五、寒風に吹かれて
ダウンジャケットに黒パンツといった黒ずくめの姿で、私は最寄り駅から電車に乗る。終点駅で下車するため、先頭車両に向かって一両、また一両と、乗客の少ない車内を歩いていく。
すると、「よぉっ」と気安く声をかけられた。
横長の座席には、見覚えのある顔があった。
茶色に染めた長い髪を後ろに束ね、白いコートを着た森川英美。笑うと糸目になる、私の幼馴染だ。
幼稚園の卒園を機に住んでいたマンションから引っ越し、小中学校は同じだったが高校は別々となり疎遠に。最後に会ったのは大学在学時。地元のスーパーマーケットで一緒にバイトをしたときだから、およそ四年ぶりの再会だった。
「ひょっとして彩ちゃん、就活中?」
「ううん。出勤中」
彼女の隣に座ると、手提げカバンからリーフレットを一枚取り出し、手渡す。
「へえ、フットケアサロンで働いてるんだ」
「よろしければご利用ください。森川さんは?」
「私も出勤中。なかなか決まらなかったから、親のツテを頼って競輪場で事務をしてる。それより、彩ちゃんって癒し系の仕事がしたかったんだね」
聞かれて、私は肘を抱えて頷く。
「したかったというより、しなければいけない気がしたの」
「ふうん、そうなんだ」
すると森川さんは右手を私の額に近づけ、人さし指で弾いてきた。
「痛いって」
額に手を当てて擦ると、森川さんは、いしししと笑う。
「気になっていることがあるんじゃない?」
問われて、海呂くんの顔が浮かんだ。
以前も、彼女と同じようなやり取りをしたことを思い出す。どうしてわかるのだろう。すごいなと思いながら、彼の名前をふせて打ち明ける。

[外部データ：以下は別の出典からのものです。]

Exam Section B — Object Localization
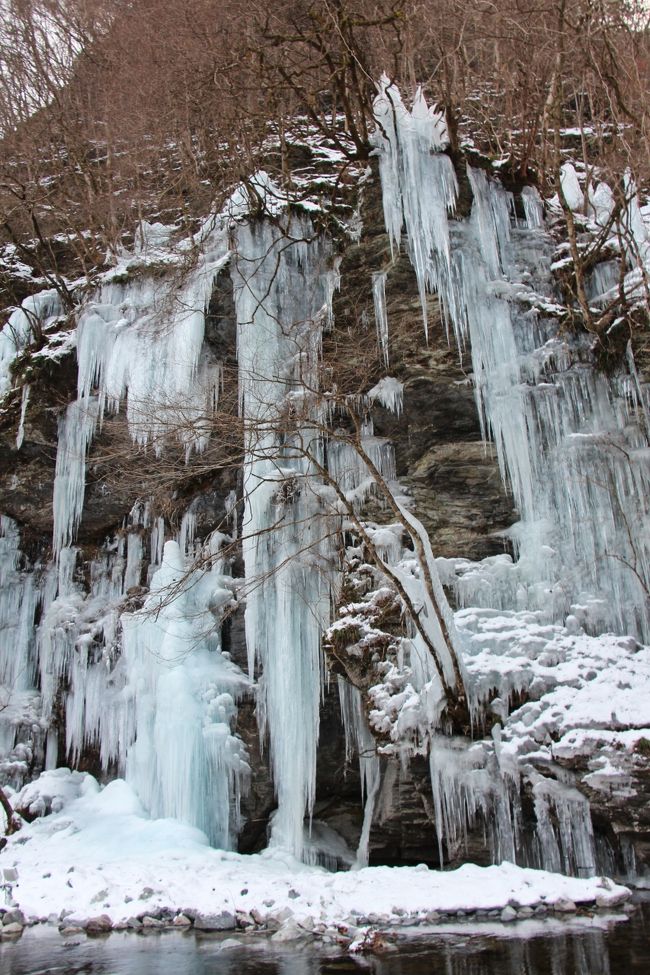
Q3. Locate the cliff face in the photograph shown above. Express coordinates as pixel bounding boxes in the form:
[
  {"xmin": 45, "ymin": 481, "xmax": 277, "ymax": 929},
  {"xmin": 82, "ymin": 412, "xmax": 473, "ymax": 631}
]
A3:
[{"xmin": 0, "ymin": 118, "xmax": 648, "ymax": 872}]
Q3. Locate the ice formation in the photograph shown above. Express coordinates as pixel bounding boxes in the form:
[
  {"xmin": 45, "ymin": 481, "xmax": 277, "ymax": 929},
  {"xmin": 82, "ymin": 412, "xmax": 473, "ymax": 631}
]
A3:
[
  {"xmin": 0, "ymin": 78, "xmax": 650, "ymax": 892},
  {"xmin": 374, "ymin": 86, "xmax": 650, "ymax": 639},
  {"xmin": 233, "ymin": 216, "xmax": 337, "ymax": 857}
]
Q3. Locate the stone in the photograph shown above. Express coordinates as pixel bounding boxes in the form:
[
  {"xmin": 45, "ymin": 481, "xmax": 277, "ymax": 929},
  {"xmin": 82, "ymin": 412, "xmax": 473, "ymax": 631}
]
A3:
[
  {"xmin": 83, "ymin": 914, "xmax": 113, "ymax": 934},
  {"xmin": 235, "ymin": 911, "xmax": 255, "ymax": 929},
  {"xmin": 271, "ymin": 918, "xmax": 311, "ymax": 942},
  {"xmin": 596, "ymin": 890, "xmax": 631, "ymax": 908},
  {"xmin": 2, "ymin": 909, "xmax": 24, "ymax": 928},
  {"xmin": 553, "ymin": 897, "xmax": 578, "ymax": 914},
  {"xmin": 194, "ymin": 911, "xmax": 237, "ymax": 931},
  {"xmin": 172, "ymin": 914, "xmax": 192, "ymax": 928},
  {"xmin": 142, "ymin": 914, "xmax": 165, "ymax": 929}
]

「昔から良くしてくれた人がいて、迷惑ばかりかけてきた。でも、いつしか距離ができて、いまでは疎遠になってしまったの。遠ざけたいわけじゃないのに、どうしたらいいのかな」
森川さんは糸目のまま、眉間にシワを寄せて聞いていた。ゆっくり糸目を開いていく。
「喧嘩別れしたのと同じね。『あのときはゴメン』って素直に謝って、付け足していけばいいよ」
「付け足す?」
「過ぎたことは戻らない。そんなことを気にするより、今、これから、どうしていくかが大事なんだよ」
真剣な眼差しで、私を見つめていた。
「すごいね、森川さんって。答えをくれる」
「私なんて全然すごくないよ。いい加減で、テキトーに生きてるんだから。彩ちゃんは昔から、真面目に考え過ぎるんだって」
終点の改札口を抜けて、私は森川さんと別れた。
遠ざかる彼女の背中を見送りながら、森川さんこそ『まさかのときの友』だと思い、生き方を見習おうと胸に刻んだ。